In the first place, information entropy is a characteristic of the information source, not of any individual patterns that that source produces. In this view, it is not correct to speak of "low-entropy" "qo"-sequence or of "high-entropy" another sequence. You calculate entropy over the whole text - technically, over a sample of considerable length, so that the result of the calculation serves to represent the characteristic of the information source.
Second, h
2 is the measure of mean information per character provided that the preceding character is given. So the result will depend on the total set of "expansions", not on any individual expansion considered per se. And also, on whether the symbols comprising the result of expansion do or do not appear in the original text.
For an example, let's take
Davidsch's signature right above. The sample is too short, so the results will not be characteristic for
Davidsch's written speech, but the maths are the same regardless of the size of the sample, so we'll observe the changes.
The original text (capitalization and punctuation removed for simplicity) is:
Code:
do with this posting what you want if you simply reply what do you mean i do not understand you i will not respond because then you did not read it well enough
For this text, h
2 calculation is is 2.15.
Let's now "expand" the letter "o" into the sequence [xz], where neither letter "x" nor "z" are present in the original text:
Code:
dxz with this pxzsting what yxzu want if yxzu simply reply what dxz yxzu mean i dxz nxzt understand yxzu i will nxzt respxznd because then yxzu did nxzt read it well enxzugh
For this text, h
2 calculation decreases to 1.97.
Now let us introduce another expansion - of the letter "h" to the sequence [xd], where both letters "x" and "d" are present in our preceding revision (and letter "d" is present even in the original revision):
Code:
dxz witxd txdis pxzsting wxdat yxzu want if yxzu simply reply wxdat dxz yxzu mean i dxz nxzt understand yxzu i will nxzt respxznd because txden yxzu did nxzt read it well enxzugxd
For this text, h
2 calculation increases to 2.04 from the previous 1.97.

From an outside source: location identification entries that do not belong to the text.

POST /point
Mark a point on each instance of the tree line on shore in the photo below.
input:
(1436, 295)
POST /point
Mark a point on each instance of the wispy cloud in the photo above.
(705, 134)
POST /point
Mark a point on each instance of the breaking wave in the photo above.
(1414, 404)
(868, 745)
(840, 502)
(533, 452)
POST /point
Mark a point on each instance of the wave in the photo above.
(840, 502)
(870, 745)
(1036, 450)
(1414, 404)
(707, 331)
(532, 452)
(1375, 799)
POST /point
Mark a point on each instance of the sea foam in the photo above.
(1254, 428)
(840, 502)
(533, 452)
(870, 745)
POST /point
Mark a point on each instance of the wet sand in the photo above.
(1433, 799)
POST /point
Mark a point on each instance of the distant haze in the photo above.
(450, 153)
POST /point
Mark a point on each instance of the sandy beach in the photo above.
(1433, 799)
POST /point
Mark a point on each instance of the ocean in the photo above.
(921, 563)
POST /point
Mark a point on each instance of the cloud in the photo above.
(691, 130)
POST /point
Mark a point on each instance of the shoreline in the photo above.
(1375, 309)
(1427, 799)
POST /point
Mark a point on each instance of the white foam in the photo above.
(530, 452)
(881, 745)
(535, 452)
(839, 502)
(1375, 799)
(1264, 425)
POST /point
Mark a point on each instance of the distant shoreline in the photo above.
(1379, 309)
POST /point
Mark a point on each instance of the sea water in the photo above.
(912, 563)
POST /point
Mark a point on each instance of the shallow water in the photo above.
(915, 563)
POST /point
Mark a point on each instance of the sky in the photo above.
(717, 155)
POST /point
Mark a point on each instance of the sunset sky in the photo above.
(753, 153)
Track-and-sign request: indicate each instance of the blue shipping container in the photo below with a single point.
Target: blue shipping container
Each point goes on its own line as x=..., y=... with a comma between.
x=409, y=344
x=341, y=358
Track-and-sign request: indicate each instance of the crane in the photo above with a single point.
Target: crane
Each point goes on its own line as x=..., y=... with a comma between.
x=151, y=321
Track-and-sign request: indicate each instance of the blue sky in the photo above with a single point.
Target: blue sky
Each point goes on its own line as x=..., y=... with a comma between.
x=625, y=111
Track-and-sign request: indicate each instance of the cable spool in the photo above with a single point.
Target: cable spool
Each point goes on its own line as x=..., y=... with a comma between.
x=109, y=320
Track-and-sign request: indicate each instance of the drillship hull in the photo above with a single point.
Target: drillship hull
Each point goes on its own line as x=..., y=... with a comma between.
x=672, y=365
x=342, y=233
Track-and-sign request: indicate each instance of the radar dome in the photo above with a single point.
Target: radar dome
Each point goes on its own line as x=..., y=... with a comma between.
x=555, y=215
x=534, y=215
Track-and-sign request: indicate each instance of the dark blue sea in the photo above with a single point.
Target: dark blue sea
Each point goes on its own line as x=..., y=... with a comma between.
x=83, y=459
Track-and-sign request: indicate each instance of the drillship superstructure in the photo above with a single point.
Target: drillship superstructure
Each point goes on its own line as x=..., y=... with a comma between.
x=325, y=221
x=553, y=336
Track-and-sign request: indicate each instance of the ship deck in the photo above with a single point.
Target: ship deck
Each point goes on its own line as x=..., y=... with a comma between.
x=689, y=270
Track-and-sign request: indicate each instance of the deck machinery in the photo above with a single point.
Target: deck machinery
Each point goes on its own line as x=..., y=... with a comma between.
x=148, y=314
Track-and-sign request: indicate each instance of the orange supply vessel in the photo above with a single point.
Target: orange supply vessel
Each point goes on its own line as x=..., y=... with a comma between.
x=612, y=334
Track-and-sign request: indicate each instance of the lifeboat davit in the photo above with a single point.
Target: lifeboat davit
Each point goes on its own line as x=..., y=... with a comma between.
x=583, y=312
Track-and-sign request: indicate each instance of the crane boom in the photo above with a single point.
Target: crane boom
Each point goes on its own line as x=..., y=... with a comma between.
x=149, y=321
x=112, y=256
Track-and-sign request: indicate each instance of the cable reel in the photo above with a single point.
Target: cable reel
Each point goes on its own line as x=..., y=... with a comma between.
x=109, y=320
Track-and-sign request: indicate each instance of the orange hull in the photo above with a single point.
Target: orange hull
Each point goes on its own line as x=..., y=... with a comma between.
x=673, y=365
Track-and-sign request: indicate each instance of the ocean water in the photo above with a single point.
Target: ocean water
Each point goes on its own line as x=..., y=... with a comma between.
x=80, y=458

Quote:The other point that is unclear to me is why you say that this "moves us from the plain language to cipher". For instance, in Latin abbreviation, it was common to have symbols that expanded into more than one syllable. In the attached verse (from the bottom of You are not allowed to view links. Register or Login to view.), a “crossed p” is used for both “par” and “per”. Is it really necessary to think of a cipher to consider similar possibilities? Could we maybe say that this "moves us from a plain phonetic script to some kind of abbreviation"?
Abbreviation can be considered a cipher in its essence - a set of rules to convert original plain text into its representation.